While playing Enslaved, we couldn’t help and draw comparisons to the Uncharted series, albeit with less jaw-dropping visuals. Nonetheless, even though Monkey isn’t as well presented as the likes Nathan Drake and co, the visuals are still a feast for the eyes. There are moments of sheer brilliance, and other moments when you’ll notice some discernible hiccups, mostly related to shading issues. The game’s palette is mostly greens and grays as the setting is literally overgrown with vegetation-covered machinery. Cut scenes appear to run on the in-game engine, meaning there are very few load transitions between actual gameplay and set story-driven cinematics. This helps draw the story, which lasts about 10-14 hours, and keeps the action nearly constant.
Enslaved has some real shining moments of triumph. For instance, the relationship between Monkey and Trip grows deeper as the game progresses, and the pair’s struggles increase. The game is co-written by novelist and screenwriter Alex Garland (The Beach, 28 Days later), and therefore plays as a well-thought adventure. There aren’t many holes in the plot, or times you wonder “why the heck is Monkey going along for the ride?” Or, “why isn’t she scared of this brute.” Dialogue is as good as any game we’ve played in recent times , and there are virtually no one-liners. To put it simply, the real draw of Enslaved is the story, the writing, and the overall themes developed as you venture through the lush wasteland.
This is not a movie, a book, or a TV show—this is a videogame and is therefore interactive. So the question you are probably wondering: is the game any fun to play? Our answer: It’s a barrel of fun, but it can also be quite frustrating at times. Combat is the standard button-mashing affair we’ve come to expect and actually appreciate in action games, and there are plenty of puzzles to figure (although they are pretty simple). Monkey is quick, agile, and has an incredible ability to take on waves of enemies (mechs) with his staff. The staff is his primary weapon. You’ll use it to wop mechs around, or shoot electric shocks or plasmids at distant enemies. The firing component of the staff works fairly well for a game that doesn’t focus too heavily on shooting.
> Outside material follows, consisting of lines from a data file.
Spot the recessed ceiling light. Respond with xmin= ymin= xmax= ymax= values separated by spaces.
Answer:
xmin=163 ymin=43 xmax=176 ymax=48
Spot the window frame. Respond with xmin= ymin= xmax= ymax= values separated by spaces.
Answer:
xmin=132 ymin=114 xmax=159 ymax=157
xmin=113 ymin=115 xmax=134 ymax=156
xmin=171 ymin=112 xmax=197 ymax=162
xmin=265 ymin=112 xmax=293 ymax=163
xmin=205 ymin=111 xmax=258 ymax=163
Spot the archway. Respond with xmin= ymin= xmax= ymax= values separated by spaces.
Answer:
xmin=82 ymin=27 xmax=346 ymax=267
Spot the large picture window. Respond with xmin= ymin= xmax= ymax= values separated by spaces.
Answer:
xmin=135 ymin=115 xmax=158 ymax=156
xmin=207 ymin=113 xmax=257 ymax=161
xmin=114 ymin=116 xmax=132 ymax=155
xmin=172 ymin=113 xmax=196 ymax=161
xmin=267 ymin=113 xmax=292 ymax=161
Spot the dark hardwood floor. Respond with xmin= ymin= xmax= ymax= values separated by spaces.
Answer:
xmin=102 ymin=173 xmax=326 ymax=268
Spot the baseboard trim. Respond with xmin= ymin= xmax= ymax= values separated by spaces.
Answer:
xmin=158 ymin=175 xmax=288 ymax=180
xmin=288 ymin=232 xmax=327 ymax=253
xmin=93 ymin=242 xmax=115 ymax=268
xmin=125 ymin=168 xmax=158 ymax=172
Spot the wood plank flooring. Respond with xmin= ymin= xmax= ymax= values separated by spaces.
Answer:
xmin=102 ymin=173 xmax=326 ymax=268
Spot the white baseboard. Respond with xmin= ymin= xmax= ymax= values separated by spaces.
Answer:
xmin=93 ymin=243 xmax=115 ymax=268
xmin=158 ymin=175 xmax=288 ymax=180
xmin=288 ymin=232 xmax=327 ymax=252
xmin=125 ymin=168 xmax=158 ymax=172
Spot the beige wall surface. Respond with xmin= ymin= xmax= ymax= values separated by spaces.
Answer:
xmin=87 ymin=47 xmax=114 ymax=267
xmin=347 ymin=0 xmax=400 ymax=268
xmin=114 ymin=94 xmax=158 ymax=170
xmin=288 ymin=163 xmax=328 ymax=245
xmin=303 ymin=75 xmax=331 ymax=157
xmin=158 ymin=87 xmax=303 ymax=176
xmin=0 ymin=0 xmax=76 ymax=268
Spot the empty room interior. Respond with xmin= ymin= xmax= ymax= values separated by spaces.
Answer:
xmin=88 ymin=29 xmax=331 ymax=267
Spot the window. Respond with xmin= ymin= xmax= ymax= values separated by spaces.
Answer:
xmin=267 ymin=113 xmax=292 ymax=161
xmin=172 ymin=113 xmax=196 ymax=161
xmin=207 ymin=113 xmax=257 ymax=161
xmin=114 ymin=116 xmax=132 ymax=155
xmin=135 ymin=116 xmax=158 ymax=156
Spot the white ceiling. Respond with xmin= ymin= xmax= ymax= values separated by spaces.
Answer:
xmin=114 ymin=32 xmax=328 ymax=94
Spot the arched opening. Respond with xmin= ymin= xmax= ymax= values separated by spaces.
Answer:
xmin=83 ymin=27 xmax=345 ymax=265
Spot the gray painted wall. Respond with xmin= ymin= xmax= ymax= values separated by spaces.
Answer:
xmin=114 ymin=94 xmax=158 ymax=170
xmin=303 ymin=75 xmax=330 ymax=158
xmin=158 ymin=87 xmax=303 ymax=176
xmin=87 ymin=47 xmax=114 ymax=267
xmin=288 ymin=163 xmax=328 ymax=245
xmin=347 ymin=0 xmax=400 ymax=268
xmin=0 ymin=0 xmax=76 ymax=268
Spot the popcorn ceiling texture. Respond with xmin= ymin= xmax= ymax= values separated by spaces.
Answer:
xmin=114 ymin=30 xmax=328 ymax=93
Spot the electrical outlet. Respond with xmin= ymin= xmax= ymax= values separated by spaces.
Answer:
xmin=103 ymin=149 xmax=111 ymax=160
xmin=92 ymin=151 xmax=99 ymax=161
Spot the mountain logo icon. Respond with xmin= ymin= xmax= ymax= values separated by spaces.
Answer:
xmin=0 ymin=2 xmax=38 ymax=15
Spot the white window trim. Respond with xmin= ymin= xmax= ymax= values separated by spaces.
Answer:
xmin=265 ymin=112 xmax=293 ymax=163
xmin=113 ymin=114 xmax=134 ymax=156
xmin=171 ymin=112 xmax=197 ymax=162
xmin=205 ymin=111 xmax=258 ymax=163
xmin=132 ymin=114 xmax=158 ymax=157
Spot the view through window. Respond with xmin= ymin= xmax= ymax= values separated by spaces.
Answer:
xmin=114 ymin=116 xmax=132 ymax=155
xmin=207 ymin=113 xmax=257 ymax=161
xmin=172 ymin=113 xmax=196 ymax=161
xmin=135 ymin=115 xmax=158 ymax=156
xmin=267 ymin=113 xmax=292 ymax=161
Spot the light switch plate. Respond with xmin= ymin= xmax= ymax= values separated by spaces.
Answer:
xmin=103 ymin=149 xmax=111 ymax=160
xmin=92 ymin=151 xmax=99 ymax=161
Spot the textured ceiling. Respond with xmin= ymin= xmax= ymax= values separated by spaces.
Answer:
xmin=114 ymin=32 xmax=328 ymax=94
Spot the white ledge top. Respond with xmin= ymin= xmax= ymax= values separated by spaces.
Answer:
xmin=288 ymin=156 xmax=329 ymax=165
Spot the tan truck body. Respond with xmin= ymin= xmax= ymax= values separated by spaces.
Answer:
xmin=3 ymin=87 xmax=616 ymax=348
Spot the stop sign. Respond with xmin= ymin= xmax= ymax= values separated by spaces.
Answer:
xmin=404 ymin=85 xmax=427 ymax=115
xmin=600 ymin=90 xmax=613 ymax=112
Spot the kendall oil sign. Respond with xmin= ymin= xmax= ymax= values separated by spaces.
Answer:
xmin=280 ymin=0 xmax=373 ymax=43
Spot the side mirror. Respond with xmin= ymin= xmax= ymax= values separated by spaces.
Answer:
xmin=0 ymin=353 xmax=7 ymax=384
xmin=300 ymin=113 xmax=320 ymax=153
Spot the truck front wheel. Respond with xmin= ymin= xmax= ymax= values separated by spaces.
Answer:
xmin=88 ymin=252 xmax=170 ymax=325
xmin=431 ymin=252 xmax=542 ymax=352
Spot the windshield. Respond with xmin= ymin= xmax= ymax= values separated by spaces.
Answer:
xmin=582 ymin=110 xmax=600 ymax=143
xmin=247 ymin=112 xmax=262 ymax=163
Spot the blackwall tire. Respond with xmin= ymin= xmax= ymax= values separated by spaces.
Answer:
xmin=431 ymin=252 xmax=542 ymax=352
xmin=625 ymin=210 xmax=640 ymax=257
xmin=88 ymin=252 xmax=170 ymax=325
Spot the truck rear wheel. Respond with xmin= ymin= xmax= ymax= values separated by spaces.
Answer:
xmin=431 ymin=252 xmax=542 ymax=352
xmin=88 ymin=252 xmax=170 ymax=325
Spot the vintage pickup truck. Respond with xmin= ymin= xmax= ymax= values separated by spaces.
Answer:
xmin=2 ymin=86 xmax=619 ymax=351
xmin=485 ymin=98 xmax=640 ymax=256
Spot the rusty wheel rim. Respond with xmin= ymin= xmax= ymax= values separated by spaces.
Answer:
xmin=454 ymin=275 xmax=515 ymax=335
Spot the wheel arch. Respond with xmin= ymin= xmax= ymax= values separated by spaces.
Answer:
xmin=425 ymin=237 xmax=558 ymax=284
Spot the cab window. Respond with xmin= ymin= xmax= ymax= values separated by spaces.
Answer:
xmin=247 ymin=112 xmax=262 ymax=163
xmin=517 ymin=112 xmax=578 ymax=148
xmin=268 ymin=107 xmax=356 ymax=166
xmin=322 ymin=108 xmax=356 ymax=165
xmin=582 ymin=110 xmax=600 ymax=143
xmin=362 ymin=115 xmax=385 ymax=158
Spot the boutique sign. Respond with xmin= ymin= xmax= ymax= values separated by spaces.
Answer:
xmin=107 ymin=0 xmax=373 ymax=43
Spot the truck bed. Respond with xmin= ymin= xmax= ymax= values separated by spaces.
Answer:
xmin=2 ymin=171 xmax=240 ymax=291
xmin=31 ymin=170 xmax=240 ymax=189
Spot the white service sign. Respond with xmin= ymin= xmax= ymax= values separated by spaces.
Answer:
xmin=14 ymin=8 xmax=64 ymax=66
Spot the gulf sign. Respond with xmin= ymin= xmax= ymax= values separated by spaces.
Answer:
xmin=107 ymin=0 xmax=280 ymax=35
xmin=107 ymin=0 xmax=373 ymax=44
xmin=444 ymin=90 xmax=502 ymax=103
Overall, combat is what we’ve come to expect, for better or worse.
Trip is essentially useless in combat. Actually, that’s not entirely true—she can temporarily distract enemies for you so you can sneak in for a kill. When you do take down enemies, you’ll get orbs. These red orbs are spread throughout the game and are used to upgrade your abilities in various areas — namely, health, staff, shield, and combat. There are some other collectibles, but talking too much about them may ruin the experience for those who know nothing about the game. Let’s just say that what you find clustered throughout the land will all make sense in the end.
The problems we ran into with combat, and many other aspects of the game, all had to do with the camera. The right trigger controls the camera angle, and sometimes it’s hard to get it positioned well enough to see where the enemies are coming from. Platforming elements, which you’ll do a lot of, are also made difficult by the often cumbersome camera. Monkey’s agile nature allows him to jump around rubble like, well, a monkey. The platforming elements are pretty fun, and on later levels can get fairly difficult (but nothing a standard gamer can’t handle).
At the end of the day however, these flaws are not impossible to look past given the game’s well-paced story. Enslaved is worth the time and commitment, even though there are frustrating moments given the sluggish gameplay mechanics. Still, we’ll have to wait and see what DLC becomes available to see if the game will gain any legs, but for now it’s well worth the experience, even if it’s just to play through the story. It’s not a perfect outing, not by a long shot, but above all it’s ultimately fun and hard to put down — in other words, the qualities you’d expect from a great gaming experience.